Otherwise, in the absence of answers to these specific questions, the reader is left unclear as to the needed specifics of:
(X) what the detailed specifics are of your new proposed society; and
(Y) whether there are any laws that you and the other students who agree with you do not believe can justifiably be broken in the interest of civil disobedience and, if so, what criteria distinguishes the specific laws that you believe can justifiably be broken for such disobedience, and which laws you believe cannot justifiably be broken.
While you have not provided answers to these questions in your opinion piece, it would be most helpful if either (A) you could provide answers to these questions in response to this comment, or (B) you could provide a citation or hyperlink where I, and readers like me, would be able to go to find, read, and consider such answers.
Otherwise, a reader of your opinion piece, such as me, may not see rational or practical justification for what you are advocating.
WOW, this writer is quite a bigot, caught in a fairytale story of made up racism and meanies out there. Get some reality in your life will you?
You brain power is obviously at question after reading this article. You are right the stakes have never been higher than to keep useless idiots like yourself out of the gene pool. You are a true me-me-me-linum.
I have the right, no, the responsibilities to question such racist groups like Black Lives Matters and the Black Panthers (or is it pink panthers, I always confuse the 2) and their racist motivations and criminal behavior.
“I call especially on all artists — poets, dancers, singers, visual artists, playwrights, novelists and musicians — to join me in filling public spaces with possibilities for a different future. ” IE: no intellects need show up.

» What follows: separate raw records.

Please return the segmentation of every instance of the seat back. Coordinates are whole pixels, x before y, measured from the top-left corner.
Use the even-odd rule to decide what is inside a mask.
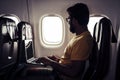
[[[18,23],[18,54],[19,63],[26,63],[28,57],[33,57],[33,34],[30,23],[21,21]],[[27,59],[26,59],[27,58]]]
[[[17,26],[15,21],[0,17],[0,79],[6,78],[16,63]],[[4,80],[4,79],[3,79]]]
[[[115,80],[120,80],[120,27],[118,29],[118,40],[117,40],[117,59],[116,59],[116,73]]]
[[[103,17],[96,23],[93,32],[94,46],[89,58],[89,67],[83,80],[103,80],[110,67],[111,42],[115,41],[111,21]],[[114,40],[113,40],[114,39]]]

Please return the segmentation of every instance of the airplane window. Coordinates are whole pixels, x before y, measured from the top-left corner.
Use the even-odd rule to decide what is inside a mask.
[[[58,15],[47,15],[41,19],[41,41],[46,47],[58,47],[64,40],[64,26]]]
[[[93,36],[93,30],[94,30],[94,26],[97,22],[99,22],[99,20],[103,18],[103,16],[91,16],[89,19],[89,23],[88,23],[88,30],[90,31],[91,35]]]

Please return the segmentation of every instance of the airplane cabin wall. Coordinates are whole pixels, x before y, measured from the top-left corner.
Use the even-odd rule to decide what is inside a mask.
[[[61,56],[68,41],[72,37],[65,18],[68,17],[66,9],[78,2],[83,2],[90,8],[90,13],[104,14],[110,18],[115,34],[120,26],[119,0],[1,0],[0,14],[15,14],[22,21],[33,25],[36,56],[55,54]],[[39,20],[44,14],[56,13],[65,21],[65,42],[59,48],[45,48],[39,39]],[[116,44],[112,44],[110,72],[105,80],[114,80],[116,63]]]

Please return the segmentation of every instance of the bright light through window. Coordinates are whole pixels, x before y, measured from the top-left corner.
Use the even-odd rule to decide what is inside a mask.
[[[45,45],[60,45],[64,37],[64,26],[61,17],[45,16],[42,19],[41,38]]]
[[[97,22],[99,22],[99,20],[103,18],[102,16],[99,17],[90,17],[89,19],[89,23],[88,23],[88,30],[90,31],[91,35],[93,35],[93,30],[94,30],[94,26]]]

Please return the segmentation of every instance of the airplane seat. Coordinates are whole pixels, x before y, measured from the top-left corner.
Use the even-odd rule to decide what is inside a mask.
[[[95,40],[94,47],[97,47],[95,49],[93,47],[89,67],[83,76],[83,80],[103,80],[109,72],[111,42],[116,41],[111,21],[108,18],[104,17],[95,24],[93,38]]]
[[[18,23],[18,63],[24,65],[21,76],[28,80],[45,79],[53,80],[51,70],[42,69],[41,65],[28,63],[29,56],[35,57],[33,44],[33,32],[30,23],[21,21]],[[33,79],[34,79],[33,78]]]
[[[17,59],[15,21],[0,17],[0,79],[7,80]]]
[[[120,27],[118,30],[118,39],[117,39],[117,59],[116,59],[116,73],[115,80],[120,80]]]

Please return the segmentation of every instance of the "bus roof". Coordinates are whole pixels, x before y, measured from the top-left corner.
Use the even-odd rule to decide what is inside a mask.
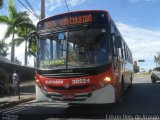
[[[42,21],[45,21],[45,20],[48,20],[52,17],[57,17],[57,16],[63,16],[63,15],[67,15],[67,14],[72,14],[72,13],[83,13],[83,12],[104,12],[107,16],[108,16],[108,19],[111,19],[111,16],[109,15],[109,12],[108,11],[105,11],[105,10],[82,10],[82,11],[72,11],[72,12],[65,12],[65,13],[61,13],[61,14],[56,14],[56,15],[53,15],[53,16],[50,16],[50,17],[47,17],[47,18],[44,18],[42,20],[40,20],[37,25],[42,22]]]

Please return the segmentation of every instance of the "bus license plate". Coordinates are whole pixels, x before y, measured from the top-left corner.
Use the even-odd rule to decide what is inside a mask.
[[[74,99],[74,94],[64,94],[63,99]]]

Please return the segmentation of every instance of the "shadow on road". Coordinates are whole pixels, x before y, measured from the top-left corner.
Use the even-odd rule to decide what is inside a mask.
[[[26,88],[29,89],[29,88]],[[43,118],[101,118],[108,115],[160,114],[160,84],[134,83],[122,97],[121,102],[103,105],[34,105],[30,110],[17,114],[40,115]],[[36,104],[36,103],[33,103]]]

By focusing your protests on Trump you are serving the interests of classism and imperialism. Trump has said he would be neutral in negotiations between Israel and Palestine. The greatest capitalists, imperialists, and militarists are opposing Trump and trying to torpedo his candidacy. The crassest classists in the country are mocking Trump’s supporters as working class losers.
Trump represents a credible opposition that scares the establishment far more than Bernie. But your actions serve the interests of Hillary and Cruz.
Do you recognize the moral right of those who oppose your positions to violate the law if their consciences demand it? Do you not see that when everyone sees things that way anarchy results?